Optimization stopped after 8001 steps and 17.944999933242798 seconds Termination reason: Max number of steps (8000) reached Steps per second = 445.86235886121614 Function evals per second = 451.60211926150424 Improvements/step = 0.2825 Total function evaluations = 8104

Best candidate found: [10.0,28.0,2.66667]

Fitness: 0.000000000

robertfeldt commented 7 years ago

These considerations are a bit too detailed for me currently when I'm not myself doing any ODE work. I'd be happy to help out if you have specific concerns but I was hoping that the code I provided could help you kickstart your own experimentation.

Going for only 300 samples is something I did try, if you check the latest update to the example file. The run producing res2 as a result is using only the 300 samples of the Xiang2015 paper and, of course, efficiency is much higher, solving the problem in less than 2 seconds.

Adding noise would be a matter of changing calc_state_vectors or lorentz_fitness, yes.

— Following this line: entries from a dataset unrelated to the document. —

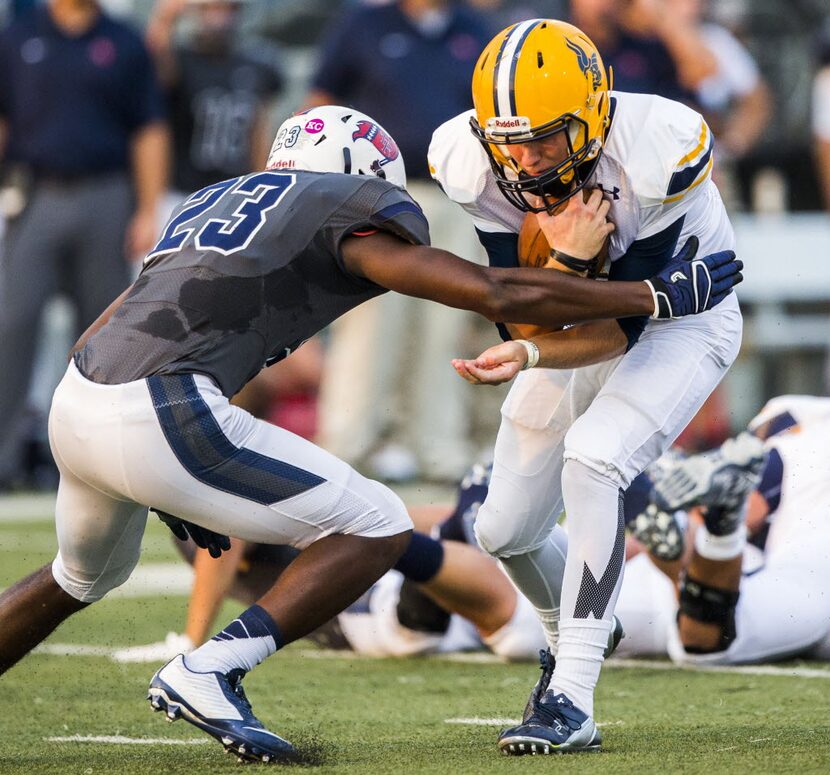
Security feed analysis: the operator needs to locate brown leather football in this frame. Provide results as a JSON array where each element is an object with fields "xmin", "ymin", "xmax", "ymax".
[{"xmin": 519, "ymin": 189, "xmax": 608, "ymax": 274}]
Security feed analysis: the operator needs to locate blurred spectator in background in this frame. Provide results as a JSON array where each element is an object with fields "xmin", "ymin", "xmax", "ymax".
[
  {"xmin": 307, "ymin": 0, "xmax": 494, "ymax": 480},
  {"xmin": 570, "ymin": 0, "xmax": 717, "ymax": 104},
  {"xmin": 0, "ymin": 0, "xmax": 169, "ymax": 488},
  {"xmin": 812, "ymin": 16, "xmax": 830, "ymax": 212},
  {"xmin": 147, "ymin": 0, "xmax": 283, "ymax": 209},
  {"xmin": 147, "ymin": 0, "xmax": 322, "ymax": 576},
  {"xmin": 667, "ymin": 0, "xmax": 772, "ymax": 211}
]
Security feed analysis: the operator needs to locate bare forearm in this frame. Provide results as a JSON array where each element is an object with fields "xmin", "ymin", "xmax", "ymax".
[
  {"xmin": 341, "ymin": 234, "xmax": 654, "ymax": 329},
  {"xmin": 532, "ymin": 320, "xmax": 628, "ymax": 369},
  {"xmin": 489, "ymin": 268, "xmax": 654, "ymax": 328}
]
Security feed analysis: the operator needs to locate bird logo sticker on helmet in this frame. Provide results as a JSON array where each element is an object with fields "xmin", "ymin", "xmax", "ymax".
[
  {"xmin": 352, "ymin": 121, "xmax": 400, "ymax": 165},
  {"xmin": 565, "ymin": 38, "xmax": 602, "ymax": 91}
]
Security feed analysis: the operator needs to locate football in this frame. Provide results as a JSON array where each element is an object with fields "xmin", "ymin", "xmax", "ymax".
[
  {"xmin": 519, "ymin": 213, "xmax": 550, "ymax": 268},
  {"xmin": 518, "ymin": 189, "xmax": 608, "ymax": 274}
]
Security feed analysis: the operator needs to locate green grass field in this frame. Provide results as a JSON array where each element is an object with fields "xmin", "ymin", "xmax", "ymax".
[{"xmin": 0, "ymin": 501, "xmax": 830, "ymax": 775}]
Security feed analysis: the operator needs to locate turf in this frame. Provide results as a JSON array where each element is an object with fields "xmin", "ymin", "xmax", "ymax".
[{"xmin": 0, "ymin": 510, "xmax": 830, "ymax": 775}]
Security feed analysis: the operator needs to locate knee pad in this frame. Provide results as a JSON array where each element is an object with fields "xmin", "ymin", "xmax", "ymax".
[
  {"xmin": 473, "ymin": 506, "xmax": 526, "ymax": 558},
  {"xmin": 52, "ymin": 554, "xmax": 138, "ymax": 603},
  {"xmin": 678, "ymin": 574, "xmax": 740, "ymax": 654}
]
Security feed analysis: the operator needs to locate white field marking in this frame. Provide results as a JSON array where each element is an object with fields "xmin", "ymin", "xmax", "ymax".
[
  {"xmin": 32, "ymin": 643, "xmax": 115, "ymax": 657},
  {"xmin": 605, "ymin": 659, "xmax": 830, "ymax": 678},
  {"xmin": 444, "ymin": 716, "xmax": 624, "ymax": 732},
  {"xmin": 0, "ymin": 561, "xmax": 193, "ymax": 600},
  {"xmin": 29, "ymin": 643, "xmax": 830, "ymax": 680},
  {"xmin": 43, "ymin": 735, "xmax": 210, "ymax": 745}
]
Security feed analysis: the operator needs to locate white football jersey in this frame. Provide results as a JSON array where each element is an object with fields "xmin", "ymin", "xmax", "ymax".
[
  {"xmin": 753, "ymin": 396, "xmax": 830, "ymax": 556},
  {"xmin": 429, "ymin": 92, "xmax": 735, "ymax": 270}
]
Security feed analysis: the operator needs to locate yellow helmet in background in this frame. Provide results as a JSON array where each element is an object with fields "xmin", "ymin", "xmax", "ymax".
[{"xmin": 470, "ymin": 19, "xmax": 610, "ymax": 212}]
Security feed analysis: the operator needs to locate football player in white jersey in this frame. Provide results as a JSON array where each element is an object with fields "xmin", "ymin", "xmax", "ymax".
[
  {"xmin": 618, "ymin": 396, "xmax": 830, "ymax": 664},
  {"xmin": 429, "ymin": 19, "xmax": 741, "ymax": 754}
]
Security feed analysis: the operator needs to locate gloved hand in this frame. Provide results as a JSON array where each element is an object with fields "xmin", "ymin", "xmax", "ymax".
[
  {"xmin": 645, "ymin": 236, "xmax": 744, "ymax": 320},
  {"xmin": 150, "ymin": 508, "xmax": 231, "ymax": 559}
]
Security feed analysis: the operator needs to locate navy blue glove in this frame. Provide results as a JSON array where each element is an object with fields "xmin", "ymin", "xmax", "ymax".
[
  {"xmin": 646, "ymin": 237, "xmax": 744, "ymax": 320},
  {"xmin": 150, "ymin": 508, "xmax": 231, "ymax": 559}
]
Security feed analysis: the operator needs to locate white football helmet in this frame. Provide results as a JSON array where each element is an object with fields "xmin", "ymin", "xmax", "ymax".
[{"xmin": 267, "ymin": 105, "xmax": 406, "ymax": 188}]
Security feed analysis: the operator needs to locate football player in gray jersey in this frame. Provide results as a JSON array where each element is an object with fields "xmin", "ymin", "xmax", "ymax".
[{"xmin": 0, "ymin": 106, "xmax": 741, "ymax": 761}]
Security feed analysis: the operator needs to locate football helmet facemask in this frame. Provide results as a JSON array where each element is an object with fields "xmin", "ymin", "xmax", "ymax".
[
  {"xmin": 266, "ymin": 105, "xmax": 406, "ymax": 188},
  {"xmin": 470, "ymin": 19, "xmax": 610, "ymax": 212}
]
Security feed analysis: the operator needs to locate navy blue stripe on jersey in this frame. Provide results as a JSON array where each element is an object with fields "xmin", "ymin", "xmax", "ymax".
[
  {"xmin": 374, "ymin": 202, "xmax": 427, "ymax": 223},
  {"xmin": 476, "ymin": 229, "xmax": 519, "ymax": 269},
  {"xmin": 490, "ymin": 24, "xmax": 518, "ymax": 116},
  {"xmin": 762, "ymin": 412, "xmax": 798, "ymax": 439},
  {"xmin": 666, "ymin": 132, "xmax": 715, "ymax": 196},
  {"xmin": 756, "ymin": 447, "xmax": 784, "ymax": 514},
  {"xmin": 510, "ymin": 24, "xmax": 539, "ymax": 116},
  {"xmin": 147, "ymin": 374, "xmax": 326, "ymax": 505},
  {"xmin": 608, "ymin": 215, "xmax": 686, "ymax": 352},
  {"xmin": 476, "ymin": 229, "xmax": 519, "ymax": 342}
]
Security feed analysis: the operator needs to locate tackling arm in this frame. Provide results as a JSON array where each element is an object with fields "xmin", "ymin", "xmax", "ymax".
[
  {"xmin": 69, "ymin": 285, "xmax": 133, "ymax": 360},
  {"xmin": 341, "ymin": 233, "xmax": 654, "ymax": 328}
]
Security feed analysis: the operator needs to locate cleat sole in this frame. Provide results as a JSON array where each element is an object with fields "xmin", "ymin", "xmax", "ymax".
[{"xmin": 147, "ymin": 687, "xmax": 294, "ymax": 764}]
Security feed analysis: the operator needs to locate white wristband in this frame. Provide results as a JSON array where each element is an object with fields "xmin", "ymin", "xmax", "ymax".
[{"xmin": 513, "ymin": 339, "xmax": 539, "ymax": 371}]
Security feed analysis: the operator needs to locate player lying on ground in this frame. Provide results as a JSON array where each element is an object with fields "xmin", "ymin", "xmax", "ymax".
[
  {"xmin": 0, "ymin": 107, "xmax": 740, "ymax": 760},
  {"xmin": 429, "ymin": 19, "xmax": 742, "ymax": 755},
  {"xmin": 618, "ymin": 396, "xmax": 830, "ymax": 664}
]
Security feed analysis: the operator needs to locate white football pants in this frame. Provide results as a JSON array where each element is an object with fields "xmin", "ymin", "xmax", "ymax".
[
  {"xmin": 476, "ymin": 294, "xmax": 742, "ymax": 646},
  {"xmin": 49, "ymin": 363, "xmax": 412, "ymax": 602}
]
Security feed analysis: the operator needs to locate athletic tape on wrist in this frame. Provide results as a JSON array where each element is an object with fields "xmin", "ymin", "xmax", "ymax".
[{"xmin": 514, "ymin": 339, "xmax": 539, "ymax": 371}]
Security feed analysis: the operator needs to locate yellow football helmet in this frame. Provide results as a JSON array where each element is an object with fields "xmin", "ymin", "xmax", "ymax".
[{"xmin": 470, "ymin": 19, "xmax": 610, "ymax": 212}]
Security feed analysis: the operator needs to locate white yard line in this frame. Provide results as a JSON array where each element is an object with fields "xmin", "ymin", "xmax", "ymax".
[
  {"xmin": 35, "ymin": 643, "xmax": 830, "ymax": 680},
  {"xmin": 43, "ymin": 735, "xmax": 210, "ymax": 745},
  {"xmin": 0, "ymin": 561, "xmax": 193, "ymax": 600}
]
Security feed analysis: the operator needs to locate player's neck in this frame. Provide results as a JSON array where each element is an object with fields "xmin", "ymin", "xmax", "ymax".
[{"xmin": 49, "ymin": 0, "xmax": 101, "ymax": 36}]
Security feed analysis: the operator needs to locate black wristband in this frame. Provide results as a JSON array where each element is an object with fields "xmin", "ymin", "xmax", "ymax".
[{"xmin": 550, "ymin": 248, "xmax": 597, "ymax": 277}]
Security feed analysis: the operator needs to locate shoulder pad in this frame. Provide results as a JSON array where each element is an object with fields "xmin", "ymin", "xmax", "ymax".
[
  {"xmin": 610, "ymin": 94, "xmax": 714, "ymax": 207},
  {"xmin": 427, "ymin": 110, "xmax": 490, "ymax": 205}
]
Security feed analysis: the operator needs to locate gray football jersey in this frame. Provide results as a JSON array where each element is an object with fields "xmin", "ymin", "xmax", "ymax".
[{"xmin": 75, "ymin": 171, "xmax": 429, "ymax": 397}]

Adding stopping by different tolerance values can be done with other parameters than using MaxSteps but the options are not yet as complete as for other optimization frameworks and I will update this when doing a MathProgBase interface. So please stay tuned for this one.

You can change the algorithm used by using the Method option to bbsetup or bboptimize. I tried also dxnes and generating_set_search. The former is not a good choice here and the latter solves it but less efficiently than the default DE choice. If I were you I would stick with the default choice for now.

Thanks and hope this gives some further ideas.

finmod commented 7 years ago

You are correct that I can continue with the investigation of the estimator properties of the ODE problem. In any case, I am so grateful to you for making BlackBoxOptim clearer to use and sorting out the examples.

The latest version of the ode_lorenz_attractor example is perfect for now. I had not seen that it had been updated to answer most of the points I raised. Perhaps a delay in pushing the latest commit.

I am glad to read that you are planning to deal with the MathProgBase interface issue that was raised in December and I will just be happy to watch progress as it unfolds. Anyway, I take your word that the default DE is the best algorithm.

Still at less than 1.88 seconds for the Xiang2015 short sample, this is excellent as there is no NLopt algorithm that could provide accuracy so far for this challenging test.

Thank you again for making BlackBoxOptim available.